Gamma/X-ray radiation? Another question is how to get this capacity... not something you have in your average molecular biology lab. Got any friends at a local friendly nuclear power plant? ;o)

Hi, I would have used nucleases if it would have been less amount !! Since, you are talking of BULK then it is not feasible option !! It also depends upon your downstream application, for that matter virtually nothing is DNA free in any environmental sample :)

Acid treatment (10% acetic acid or hydrochloric acid) should hydrolyze destroy all DNA. Then do extensive rinsing with milliQ water. You should be able to treat your bulk soil with that too. Not sure what you want to do with your soil afterwards though.

I use acid treatment, followed by rinsing and 70% EtOH wash to clean all my electroporation cuvettes to get rid of all the crap/junk from previous electroporations.

Thanks all for nice suggestions.
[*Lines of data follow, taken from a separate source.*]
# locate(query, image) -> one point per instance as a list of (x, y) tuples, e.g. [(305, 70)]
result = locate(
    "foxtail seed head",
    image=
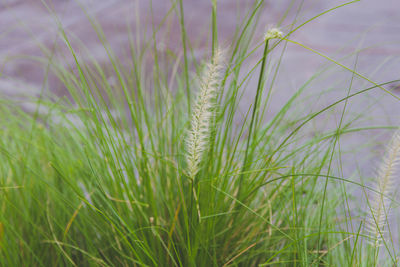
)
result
[(197, 139), (380, 203)]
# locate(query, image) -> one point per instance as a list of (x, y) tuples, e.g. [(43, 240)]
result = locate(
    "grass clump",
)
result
[(137, 171)]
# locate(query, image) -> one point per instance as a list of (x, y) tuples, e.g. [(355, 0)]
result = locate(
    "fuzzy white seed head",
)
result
[(379, 202), (197, 139), (273, 33)]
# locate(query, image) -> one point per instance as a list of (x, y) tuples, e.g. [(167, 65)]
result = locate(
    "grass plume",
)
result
[(202, 114), (380, 203)]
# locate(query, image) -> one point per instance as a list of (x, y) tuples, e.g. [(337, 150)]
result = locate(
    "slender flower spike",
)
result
[(273, 33), (197, 139), (380, 203)]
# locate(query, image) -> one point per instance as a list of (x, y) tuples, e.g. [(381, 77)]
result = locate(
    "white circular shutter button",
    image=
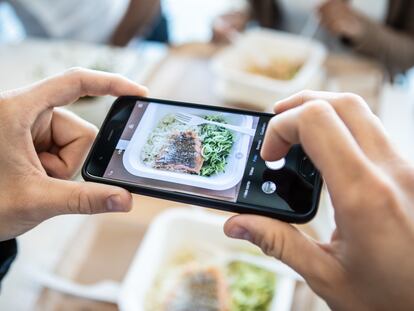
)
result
[(268, 187), (276, 165)]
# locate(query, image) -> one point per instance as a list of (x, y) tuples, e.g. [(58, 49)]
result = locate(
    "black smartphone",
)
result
[(203, 155)]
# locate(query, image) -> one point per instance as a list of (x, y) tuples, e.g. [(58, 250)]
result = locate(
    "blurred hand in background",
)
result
[(43, 146), (226, 27), (341, 19), (368, 265)]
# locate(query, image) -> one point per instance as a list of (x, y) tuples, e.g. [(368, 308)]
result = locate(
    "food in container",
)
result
[(205, 156), (264, 65), (201, 150), (187, 263), (277, 68)]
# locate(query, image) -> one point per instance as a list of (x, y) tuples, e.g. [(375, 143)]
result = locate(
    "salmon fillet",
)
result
[(181, 154), (202, 289)]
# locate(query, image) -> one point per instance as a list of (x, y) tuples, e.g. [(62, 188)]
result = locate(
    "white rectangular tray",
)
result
[(236, 160), (187, 227)]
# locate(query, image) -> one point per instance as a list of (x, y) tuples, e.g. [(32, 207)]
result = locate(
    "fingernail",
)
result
[(240, 233), (114, 203)]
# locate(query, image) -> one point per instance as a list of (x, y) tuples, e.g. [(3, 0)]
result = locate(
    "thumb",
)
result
[(280, 240), (68, 197)]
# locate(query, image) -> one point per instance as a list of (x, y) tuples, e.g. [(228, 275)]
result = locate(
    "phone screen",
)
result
[(210, 153)]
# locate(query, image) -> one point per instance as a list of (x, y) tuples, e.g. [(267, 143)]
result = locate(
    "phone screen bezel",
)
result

Yes acid treatment is good choice, I did this for making soil microbe free, but never think that it can make DNA-free also. Nucleases treatment will be difficult for bulk soil. I want to track microbes in microbe-free soil using molecular markers, so need microbe-free and DNA -free soil.

Actually, we were discussing the paper published in Microbial Ecology. "Changes in Soil Bacterial Community Structure with Increasing Disturbance Frequency. (DOI 10.1007/s00248-013-0237-9; also see attachment PDF).
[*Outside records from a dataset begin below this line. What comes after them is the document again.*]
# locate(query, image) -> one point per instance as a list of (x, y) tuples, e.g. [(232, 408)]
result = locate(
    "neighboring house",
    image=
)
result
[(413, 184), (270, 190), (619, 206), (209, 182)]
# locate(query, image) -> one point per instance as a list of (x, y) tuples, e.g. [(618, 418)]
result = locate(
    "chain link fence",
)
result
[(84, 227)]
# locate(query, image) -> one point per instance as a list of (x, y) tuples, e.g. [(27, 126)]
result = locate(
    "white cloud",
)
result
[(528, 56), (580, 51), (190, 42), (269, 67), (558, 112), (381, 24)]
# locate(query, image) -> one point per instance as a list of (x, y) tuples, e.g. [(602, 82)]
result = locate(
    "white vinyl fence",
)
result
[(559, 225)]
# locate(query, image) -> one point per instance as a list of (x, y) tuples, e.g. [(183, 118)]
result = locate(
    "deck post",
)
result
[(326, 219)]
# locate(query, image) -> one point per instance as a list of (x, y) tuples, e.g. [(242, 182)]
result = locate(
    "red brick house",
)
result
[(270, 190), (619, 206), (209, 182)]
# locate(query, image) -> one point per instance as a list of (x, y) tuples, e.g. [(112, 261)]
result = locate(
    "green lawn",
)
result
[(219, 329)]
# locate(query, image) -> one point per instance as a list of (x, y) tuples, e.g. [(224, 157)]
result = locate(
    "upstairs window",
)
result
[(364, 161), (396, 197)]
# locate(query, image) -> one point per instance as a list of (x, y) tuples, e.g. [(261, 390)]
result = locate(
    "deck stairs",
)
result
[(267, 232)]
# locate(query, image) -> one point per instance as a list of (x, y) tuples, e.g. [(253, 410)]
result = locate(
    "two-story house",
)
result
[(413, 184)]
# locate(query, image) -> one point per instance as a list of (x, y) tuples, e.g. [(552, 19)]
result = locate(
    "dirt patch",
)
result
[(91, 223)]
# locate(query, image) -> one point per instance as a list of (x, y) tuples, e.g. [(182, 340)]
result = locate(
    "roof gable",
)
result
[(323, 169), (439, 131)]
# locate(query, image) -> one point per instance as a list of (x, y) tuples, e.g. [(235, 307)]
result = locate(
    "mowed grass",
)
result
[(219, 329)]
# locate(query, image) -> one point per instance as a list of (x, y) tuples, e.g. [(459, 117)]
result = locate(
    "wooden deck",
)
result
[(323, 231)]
Authors of the paper 'created' the 'disturbance' in soil sample by adding 'autoclaved' soil (claimed to be DNA free). Later they analysed the bacterial community abundance by NG sequencing. So, question were raised, whether added soil was DNA free. If not (consensus from discussion above) all results can be called futile!!?

Hi Praveen and Amit

As much as i understand for this purpose you can treat the soil with DEPC and autoclave the soil. this will help you to eradicate whatever Nucleic acid present in the Soil. You can also use the acid treatment as suggested.

cheers

Well as an author of that godawful Microbial Ecology paper, I think I'd better clarify something :) . We did consider the issue of DNA carryover but we relied on reassuring sources suggesting that DNA is reduced to levels too low to amplify. One more recent example is http://www.biotechniques.com/BiotechniquesJournal/2013/December/Decomposition-of-waste-DNA-with-extended-autoclaving-under-unsaturated-steam/biotechniques-348850.html

As we autoclaved at 121 C for 90 minutes, it exceeded the necessary. We SHOULD really have tested this ourselves, but we took it as a given. Next time we will test it for ourselves!
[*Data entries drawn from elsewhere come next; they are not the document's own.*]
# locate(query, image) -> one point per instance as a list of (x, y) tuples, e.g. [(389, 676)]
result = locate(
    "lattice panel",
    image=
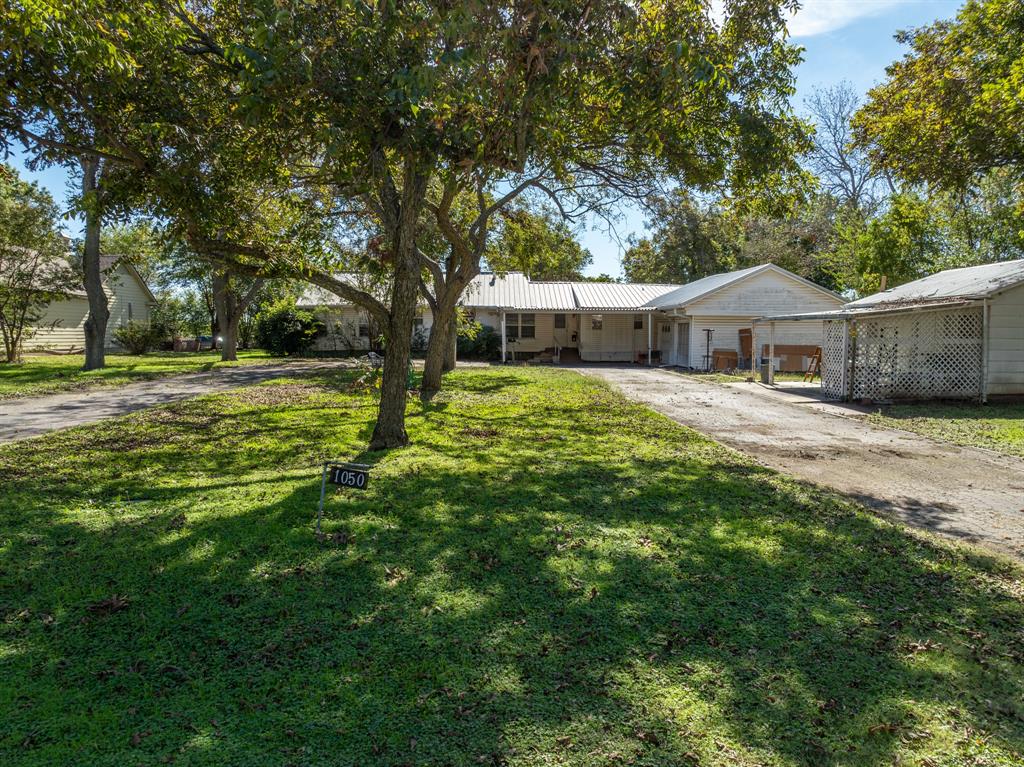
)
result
[(834, 359), (919, 355)]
Anyway, if you look at the bacterial community ordination of the different disturbance regimens, none of those is anywhere close to the 'original' soil community that was DNA extracted just before autoclaving. So it doesn't look like that original DNA is dominating the system.

We now tried extracting DNA from soil that had been autoclaved under the said conditions (as 1.5 kg in autoclave bag). Extractable amount of DNA using a Mobio kit was very small, and failed to give any amplification band upon PCR (16s, ITS1). This really shows that soil autoclaved like this is 'clean' for practical purposes.